Al Emadi – Air-conditioning

Refrigerant Piping

Refrigerant Piping

Refrigerant piping is an process where heat is move from one location to another by the use of refrigerant in a closed cycle. A refrigeration cycle consists of oil management, gas and liquid separation, subcooling, superheating, piping of refrigerant in a liquid and gas, and two-phase flow in the condenser drain line.

Applications include air conditioning, commercial refrigeration, and industrial refrigeration.

Desired characteristics of a refrigeration system may include:

  • Year-round operation, regardless of outdoor ambient conditions;
  • Possibly wide load variations during short periods without serious disruption of the required temperature levels;
  • Frost control for continuous-performance applications;
  • Oil management for different refrigerants under varying loads and temperatures; and
  • System efficiency, maintainability, and operating simplicity.

A successful refrigeration system depends on a good piping design and an understanding of the required accessories.

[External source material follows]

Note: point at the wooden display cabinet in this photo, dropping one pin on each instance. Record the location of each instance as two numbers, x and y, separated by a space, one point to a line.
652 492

Refrigerant line velocities

Economics, pressure drop, noise, and oil entrapment establish feasible design velocities in refrigerant lines. These are:

Suction line – 700 to 4,000 fpm

Discharge line – 500 to 3,500 fpm

Condenser drain line – 100 fpm or less

Liquid line – 125 to 450 fpm

Higher gas velocities are sometimes found in relatively short suction lines on comfort air conditioning or other applications where the operating time is only 2,000 to 4,000 hrs per year and where the low initial cost of the system may be more significant than low operating cost.

Industrial or commercial refrigeration applications, where equipment runs almost continuously, should be designed with low refrigerant velocities for the most efficient compressor performance and low equipment operating cost.

The liquid line from the condenser to the receivers should be sized for 100 fpm or less to ensure positive gravity flow without incurring a backup of liquid flow. Liquid lines from the receivers to the evaporator should be sized to maintain velocities below 300 fpm, thus minimizing or preventing liquid hammer when solenoids or other electrically operated valves are used.